Tar sands or oil sands are where clay, sand and water are mixed with bitumen, a heavy, sticky black oil. Extracting the oil requires open pit or strip mining and a complex separation process to divorce the bitumen from the clay and water, followed by "upgrading" to make the viscous substance into crude oil or other hydrocarbon products. The process is complex, and water intensive. About 12 barrels of water are needed to separate one barrel of bitumen, reports David Biello for Scientific American. Canada and Venezuela have mined tar sands for years — much of the bulk imported petroleum in the U.S. comes from the sands of northeastern Alberta. But this is the first tar sands mine in the United States.
Estimates put the tar sands oil resources in Utah at 12 to 19 billion barrels, most of it, like the deposits in the Book Cliffs, located on public lands.
The environmental impacts of tar sands mining brought people to protest the Utah mine. McCombs reports that protestors have camped at the mining site all summer. "It's impossible to reclaim and rehabilitate the land once they do what they are planning to do with it," Melanie Martin of the Tar Sands Resistance Movement told the AP. "The land is not going to come back for millennia."
U.S. Oil Sands CEO Cameron Todd has said that the mine will be "the world’s most environmentally responsible oil sands project ever built," thanks to the new separation method and plans to reclaim the open pits after mining. Utah officials who approved the mine also placed additional requirements on the company to monitor air and water quality.

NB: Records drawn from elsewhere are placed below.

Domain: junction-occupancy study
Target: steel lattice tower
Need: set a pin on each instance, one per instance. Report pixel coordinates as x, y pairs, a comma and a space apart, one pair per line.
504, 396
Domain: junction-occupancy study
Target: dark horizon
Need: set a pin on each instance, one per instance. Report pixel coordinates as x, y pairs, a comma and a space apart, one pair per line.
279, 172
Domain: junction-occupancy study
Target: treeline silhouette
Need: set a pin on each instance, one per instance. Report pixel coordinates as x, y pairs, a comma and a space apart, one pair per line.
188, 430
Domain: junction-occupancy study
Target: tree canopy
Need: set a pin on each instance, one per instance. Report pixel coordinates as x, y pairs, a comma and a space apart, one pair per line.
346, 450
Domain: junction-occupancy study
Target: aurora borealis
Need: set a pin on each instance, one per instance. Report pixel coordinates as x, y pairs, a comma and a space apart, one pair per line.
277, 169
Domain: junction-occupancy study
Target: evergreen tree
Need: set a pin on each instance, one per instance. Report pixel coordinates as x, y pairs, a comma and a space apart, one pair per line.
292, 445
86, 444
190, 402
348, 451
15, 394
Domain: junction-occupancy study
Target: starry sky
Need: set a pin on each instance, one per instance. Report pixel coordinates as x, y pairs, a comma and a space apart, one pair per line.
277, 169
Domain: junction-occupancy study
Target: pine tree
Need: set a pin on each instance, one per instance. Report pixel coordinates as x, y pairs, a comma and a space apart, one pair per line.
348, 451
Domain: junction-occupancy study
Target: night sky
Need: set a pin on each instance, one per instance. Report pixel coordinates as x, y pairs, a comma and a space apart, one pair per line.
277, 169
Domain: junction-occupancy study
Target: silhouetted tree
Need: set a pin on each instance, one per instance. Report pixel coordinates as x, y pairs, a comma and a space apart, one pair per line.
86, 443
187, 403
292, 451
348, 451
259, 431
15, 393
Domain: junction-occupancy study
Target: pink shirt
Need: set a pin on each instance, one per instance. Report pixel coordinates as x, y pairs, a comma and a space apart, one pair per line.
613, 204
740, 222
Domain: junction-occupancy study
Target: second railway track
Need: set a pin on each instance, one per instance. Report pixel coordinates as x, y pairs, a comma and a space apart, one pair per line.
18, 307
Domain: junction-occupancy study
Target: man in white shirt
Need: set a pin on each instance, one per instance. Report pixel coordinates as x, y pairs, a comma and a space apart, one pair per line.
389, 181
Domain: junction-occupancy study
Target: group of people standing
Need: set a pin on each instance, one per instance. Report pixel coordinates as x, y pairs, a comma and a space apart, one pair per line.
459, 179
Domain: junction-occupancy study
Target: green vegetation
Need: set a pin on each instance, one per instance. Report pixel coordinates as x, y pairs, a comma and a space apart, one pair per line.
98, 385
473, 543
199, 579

Although Mississippi and Alabama have considered tar sand mining in their states, an industry research analyst, Alex Beeker, says that the best prospects in the U.S. are in Utah. The newly acquired mine site probably isn’t the first of many, unless the economics of oil change. McCombs writes, "By the company's own estimate, it will make little to nothing at crude oil's current price of $48 per barrel, down from a peak of $147 in 2008."